Вместо благодарности за сочувствие жена получила удар кулаком по лицу.
– Уйди, дура! – выл раненный.
Он раскачивался из стороны в сторону, из-под прижатой к лицу ладони текла кровь с чем-то еще белым, жидким.
Эстиний никогда не видел, как вытекают глаза. Округлил глаза и на мгновение потерял дар речи. Руки его затряслись, а сердце оступилось, вдохнуло кровь и не спешило выдыхать.
– Эти люди плоть от плоти вашей, взрастили злобу, воплотили смерть! – раздался крик.
Эстиний повернулся, увидел Назгала, указующего на обреченных.
– Лишь пожертвованные огню они уберегут вас от собственного проклятия. Так чего вы ждете?!
Назгал кивнул Эстинию, чтобы он подтвердил слова странного чужака, незнакомца, явившегося из ниоткуда.
Это не потребовалось. Слова бледного, круглолицего парня, облаченного в длинную хламиду вцепились в глотки крестьян, сдавили им шею. От страха они потеряли голову и уже ничего не соображали.
Во двор полетели ветви. Самые смелые перепрыгивали через ограду, чтобы лично поднести обреченным свой подарок – тяжелые поленья обрушивались на головы. Сухие дрова окрашивались кровью. Медный запах растекался вокруг, заливая округу.
Шум и крики сливались в нестройное пение. Совсем не похоже на ритуал в пещере ведьм, подумал Назгал. Лишь бы работало. Форма не имеет значения.
Поленья, принесенные для ритуального костра, служили оружием. Детские черепа разбивались легче, кость там не настолько прочная. Мужчине и женщине только содрали скальп, выбили зубы, сломали челюсть.
В злобе своей крестьяне били по черепам, стремясь нанести максимальный урон. Скорее убить, лишить их жизни. Не ради причинения боли, не во имя наслаждения, принеся муки слабым.
Крестьяне забивали не проклятую семью, а собственный страх.
Эстиний глядел на это, забыв, что в руках держит хворостину. Он нанес первый удар. Показал пример.
– Брось ее, – сказал подошедший Назгал.
Его гостеприимный хозяин понял все правильно. Он бросил хворост. Бросил точно к дому. Удивительно, но крестьяне увидели это.
Оглушенных или мертвых соседей они схватили, потащили к дому. Внутрь заходить боялись, хотя пришлось. Оставив тела в сенях, крестьяне рисковали, что они не прогорят качественно.

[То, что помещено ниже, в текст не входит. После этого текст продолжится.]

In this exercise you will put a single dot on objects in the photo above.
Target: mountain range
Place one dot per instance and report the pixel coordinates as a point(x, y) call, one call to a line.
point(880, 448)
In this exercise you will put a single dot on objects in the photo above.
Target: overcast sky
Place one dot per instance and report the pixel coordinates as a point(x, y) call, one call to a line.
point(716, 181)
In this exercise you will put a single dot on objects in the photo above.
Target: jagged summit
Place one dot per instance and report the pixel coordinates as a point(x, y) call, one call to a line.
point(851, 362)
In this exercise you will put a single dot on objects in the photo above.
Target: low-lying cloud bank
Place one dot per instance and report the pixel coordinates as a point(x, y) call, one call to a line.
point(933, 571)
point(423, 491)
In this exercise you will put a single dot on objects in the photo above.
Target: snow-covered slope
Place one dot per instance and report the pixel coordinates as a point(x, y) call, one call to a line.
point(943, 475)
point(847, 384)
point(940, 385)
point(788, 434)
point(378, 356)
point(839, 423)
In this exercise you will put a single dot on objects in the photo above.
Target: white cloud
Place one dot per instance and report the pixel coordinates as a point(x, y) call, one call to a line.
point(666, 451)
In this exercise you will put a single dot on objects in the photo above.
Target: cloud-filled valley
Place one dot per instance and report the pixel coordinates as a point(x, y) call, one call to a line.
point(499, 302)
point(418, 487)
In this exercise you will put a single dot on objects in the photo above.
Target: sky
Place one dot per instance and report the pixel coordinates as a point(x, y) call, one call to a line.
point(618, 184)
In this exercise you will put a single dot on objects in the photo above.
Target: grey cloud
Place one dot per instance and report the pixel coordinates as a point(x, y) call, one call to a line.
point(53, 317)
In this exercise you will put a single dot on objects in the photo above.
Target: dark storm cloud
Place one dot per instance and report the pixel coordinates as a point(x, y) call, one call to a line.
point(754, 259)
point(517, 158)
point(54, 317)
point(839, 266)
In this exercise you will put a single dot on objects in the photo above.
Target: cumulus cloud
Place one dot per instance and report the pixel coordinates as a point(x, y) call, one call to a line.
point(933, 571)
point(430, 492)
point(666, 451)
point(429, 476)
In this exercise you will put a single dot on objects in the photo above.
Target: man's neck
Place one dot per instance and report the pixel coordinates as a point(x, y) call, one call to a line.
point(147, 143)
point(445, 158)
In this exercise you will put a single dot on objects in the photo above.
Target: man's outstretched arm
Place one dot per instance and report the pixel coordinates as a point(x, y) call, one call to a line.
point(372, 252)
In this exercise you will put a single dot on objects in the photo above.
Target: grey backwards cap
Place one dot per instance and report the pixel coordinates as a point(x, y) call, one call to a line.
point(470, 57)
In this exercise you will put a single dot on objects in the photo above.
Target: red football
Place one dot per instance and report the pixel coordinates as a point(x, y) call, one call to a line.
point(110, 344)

Пришлось заносить внутрь. Как нарочно умирающие стонали в этот момент, заставляя борцов с нечистью обливаться потом. Их оглушал страх. Ужас от понимания, что они могут последовать за этими проклятыми.
Кровь проклятых на их руках. Она могла запятнать их души. А ведь никто не хочет попасть в царство первого врага, где, в отличие от утверждений из Книги, тебя будут пытать, топить в нечистотах, всячески издеваться.
О забвении, скуке посмертного существования они не воображали.
Как знать, услышь и приняв подобное, не станут ли они стремиться на тот свет. Там наконец-то удастся отдохнуть. И плевать, что вокруг темные воды. Зато тихо. Ни болей мировых, ни злобы людской. Нет болезней и голода, нет мытаря и владетеля.